Refocusing Your Mental Energy

What all of these strategies have in common is that they bring your attention from the source of your anxiety and stress back to your own body and mind.  They all include a method of directing your energy and attention towards what is happening in the present moment and using that energy towards mental and physical healing.

Anxiety is associated with worrying about the future in some capacity.  Many people with anxiety conditions worry about having an unexpected panic attack and they experience stress and fear about whether they will be able to cope with it when it happens. Bringing our attention to the present moment with strategies such as these can help reduce the anxiety that you feel about potential outcomes that may happen in the future.  This doesn’t take away our need to think about the future, and it doesn’t change our need to attend to our own needs in the present. But it can help balance those emotions and bring them into proportion.

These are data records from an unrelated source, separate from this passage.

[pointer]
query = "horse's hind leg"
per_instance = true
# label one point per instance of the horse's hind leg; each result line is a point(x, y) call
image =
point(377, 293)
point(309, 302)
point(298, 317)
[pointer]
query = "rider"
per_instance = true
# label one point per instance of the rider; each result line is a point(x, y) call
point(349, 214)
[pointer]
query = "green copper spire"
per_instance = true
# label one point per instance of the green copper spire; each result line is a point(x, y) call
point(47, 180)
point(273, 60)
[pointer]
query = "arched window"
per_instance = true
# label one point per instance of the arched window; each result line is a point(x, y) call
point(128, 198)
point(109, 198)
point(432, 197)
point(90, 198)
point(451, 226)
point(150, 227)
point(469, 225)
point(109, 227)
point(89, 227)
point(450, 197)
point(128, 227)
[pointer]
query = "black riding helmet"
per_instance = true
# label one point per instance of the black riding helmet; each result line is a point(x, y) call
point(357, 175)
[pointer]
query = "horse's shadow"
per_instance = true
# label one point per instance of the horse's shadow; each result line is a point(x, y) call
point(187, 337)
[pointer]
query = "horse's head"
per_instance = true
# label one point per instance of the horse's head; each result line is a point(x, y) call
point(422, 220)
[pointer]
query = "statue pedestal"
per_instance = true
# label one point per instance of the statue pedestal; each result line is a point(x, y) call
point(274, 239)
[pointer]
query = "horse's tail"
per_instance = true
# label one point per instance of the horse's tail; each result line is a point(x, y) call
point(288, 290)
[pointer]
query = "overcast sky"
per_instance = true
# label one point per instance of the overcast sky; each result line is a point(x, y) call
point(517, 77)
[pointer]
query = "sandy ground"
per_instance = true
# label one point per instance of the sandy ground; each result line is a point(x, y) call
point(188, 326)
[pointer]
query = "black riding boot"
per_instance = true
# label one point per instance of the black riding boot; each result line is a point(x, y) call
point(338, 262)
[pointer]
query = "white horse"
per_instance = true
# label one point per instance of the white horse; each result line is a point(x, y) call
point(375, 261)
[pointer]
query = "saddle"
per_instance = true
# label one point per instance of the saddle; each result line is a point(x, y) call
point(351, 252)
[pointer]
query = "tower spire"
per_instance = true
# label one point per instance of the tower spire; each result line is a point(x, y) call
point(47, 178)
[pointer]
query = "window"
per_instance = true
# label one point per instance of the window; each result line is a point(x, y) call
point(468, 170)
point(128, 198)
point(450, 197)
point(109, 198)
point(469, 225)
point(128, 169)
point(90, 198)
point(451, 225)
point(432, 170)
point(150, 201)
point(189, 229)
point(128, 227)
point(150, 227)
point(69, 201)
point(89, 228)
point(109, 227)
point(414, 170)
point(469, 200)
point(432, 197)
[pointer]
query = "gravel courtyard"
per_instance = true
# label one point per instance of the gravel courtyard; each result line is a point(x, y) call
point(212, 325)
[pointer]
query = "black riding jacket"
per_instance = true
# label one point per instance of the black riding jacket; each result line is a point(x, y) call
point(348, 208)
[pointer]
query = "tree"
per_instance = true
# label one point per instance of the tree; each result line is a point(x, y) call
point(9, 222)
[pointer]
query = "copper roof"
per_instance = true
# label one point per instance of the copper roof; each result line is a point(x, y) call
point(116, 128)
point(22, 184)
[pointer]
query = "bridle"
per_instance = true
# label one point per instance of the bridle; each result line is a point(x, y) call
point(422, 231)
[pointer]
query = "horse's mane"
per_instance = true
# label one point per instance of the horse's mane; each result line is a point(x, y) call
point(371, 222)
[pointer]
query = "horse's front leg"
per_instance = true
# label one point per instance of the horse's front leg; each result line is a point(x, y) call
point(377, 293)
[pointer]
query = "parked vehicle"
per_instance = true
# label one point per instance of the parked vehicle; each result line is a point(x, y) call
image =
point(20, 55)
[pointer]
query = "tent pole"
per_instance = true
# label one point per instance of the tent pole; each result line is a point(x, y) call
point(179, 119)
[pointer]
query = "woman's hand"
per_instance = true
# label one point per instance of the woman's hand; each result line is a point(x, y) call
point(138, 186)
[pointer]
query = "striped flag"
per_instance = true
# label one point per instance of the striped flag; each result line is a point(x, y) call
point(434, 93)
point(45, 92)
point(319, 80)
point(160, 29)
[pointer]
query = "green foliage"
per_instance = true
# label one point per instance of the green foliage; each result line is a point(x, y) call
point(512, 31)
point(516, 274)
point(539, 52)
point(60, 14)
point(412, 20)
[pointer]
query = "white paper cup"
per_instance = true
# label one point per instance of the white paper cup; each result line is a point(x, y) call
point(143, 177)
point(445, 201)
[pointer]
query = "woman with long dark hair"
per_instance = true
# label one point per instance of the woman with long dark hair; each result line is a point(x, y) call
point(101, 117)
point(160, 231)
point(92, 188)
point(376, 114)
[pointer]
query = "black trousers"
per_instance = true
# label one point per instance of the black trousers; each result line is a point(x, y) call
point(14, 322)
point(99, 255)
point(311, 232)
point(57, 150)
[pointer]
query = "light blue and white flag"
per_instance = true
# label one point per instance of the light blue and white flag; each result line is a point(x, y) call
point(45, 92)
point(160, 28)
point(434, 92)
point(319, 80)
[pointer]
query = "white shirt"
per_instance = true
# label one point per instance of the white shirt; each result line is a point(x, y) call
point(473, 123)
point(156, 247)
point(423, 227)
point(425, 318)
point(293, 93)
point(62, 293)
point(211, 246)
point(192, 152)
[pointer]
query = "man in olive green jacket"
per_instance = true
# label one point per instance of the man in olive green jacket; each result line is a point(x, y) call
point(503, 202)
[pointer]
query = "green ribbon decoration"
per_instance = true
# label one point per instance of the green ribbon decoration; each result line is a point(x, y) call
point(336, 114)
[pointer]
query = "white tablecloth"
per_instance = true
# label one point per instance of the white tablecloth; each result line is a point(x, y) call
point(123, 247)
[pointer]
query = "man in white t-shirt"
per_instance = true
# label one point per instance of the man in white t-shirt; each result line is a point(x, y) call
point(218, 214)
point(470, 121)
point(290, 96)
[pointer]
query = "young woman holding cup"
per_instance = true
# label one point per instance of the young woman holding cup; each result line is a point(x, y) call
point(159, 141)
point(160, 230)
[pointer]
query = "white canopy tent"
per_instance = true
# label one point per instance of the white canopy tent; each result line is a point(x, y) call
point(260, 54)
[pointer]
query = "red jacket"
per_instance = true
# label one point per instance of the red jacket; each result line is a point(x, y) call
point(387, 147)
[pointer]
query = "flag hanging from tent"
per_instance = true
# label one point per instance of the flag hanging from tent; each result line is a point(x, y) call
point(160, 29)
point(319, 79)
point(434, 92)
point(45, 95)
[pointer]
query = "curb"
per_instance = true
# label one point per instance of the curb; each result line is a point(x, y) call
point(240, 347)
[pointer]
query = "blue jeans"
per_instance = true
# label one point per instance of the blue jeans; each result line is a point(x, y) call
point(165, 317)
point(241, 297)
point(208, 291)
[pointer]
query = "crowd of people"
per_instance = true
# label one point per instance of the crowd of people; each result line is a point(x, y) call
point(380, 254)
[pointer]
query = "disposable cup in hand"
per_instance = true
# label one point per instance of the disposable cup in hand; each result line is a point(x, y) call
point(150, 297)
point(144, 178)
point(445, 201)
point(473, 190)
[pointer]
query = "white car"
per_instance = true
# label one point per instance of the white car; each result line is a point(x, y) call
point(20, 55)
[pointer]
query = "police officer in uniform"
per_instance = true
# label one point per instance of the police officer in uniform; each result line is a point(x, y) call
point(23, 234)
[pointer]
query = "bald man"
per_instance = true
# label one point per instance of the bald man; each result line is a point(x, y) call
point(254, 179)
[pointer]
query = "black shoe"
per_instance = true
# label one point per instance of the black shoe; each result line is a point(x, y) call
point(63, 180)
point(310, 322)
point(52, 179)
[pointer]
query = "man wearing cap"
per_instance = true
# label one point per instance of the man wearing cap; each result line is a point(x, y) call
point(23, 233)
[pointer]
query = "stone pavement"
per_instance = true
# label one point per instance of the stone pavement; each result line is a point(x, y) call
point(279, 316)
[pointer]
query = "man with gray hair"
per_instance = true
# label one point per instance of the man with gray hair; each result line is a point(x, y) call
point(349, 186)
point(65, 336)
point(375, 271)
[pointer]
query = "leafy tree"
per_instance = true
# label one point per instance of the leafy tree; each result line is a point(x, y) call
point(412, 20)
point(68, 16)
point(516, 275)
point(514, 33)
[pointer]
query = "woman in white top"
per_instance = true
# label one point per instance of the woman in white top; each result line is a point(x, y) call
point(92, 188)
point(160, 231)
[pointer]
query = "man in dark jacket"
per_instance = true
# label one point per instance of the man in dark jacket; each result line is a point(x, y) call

I think of managing anxiety as a two-part process.  You need to have an overall strategy to create a sense of balance and general stress reduction methods to improve your overall quality of life. Then, you also need to have that toolbox full of coping skills that can help you in the acute moments when you begin to feel overwhelmed or panicked.  The strategies outlined above can help with both.

If you are regularly incorporating some of these strategies into your life, you will experience an overall reduction in stress and improved sense of balance in your life.  However, during moments of panic or overwhelm you want to also have methods such as aromatherapy and sensory distraction to help calm you down when needed.

You may have already practiced some of these strategies before, but if there are some you haven’t tried yet, try to incorporate some new methods into your routine.  You may be surprised to find out what works for you, and none of them will do you harm if you practice them mindfully.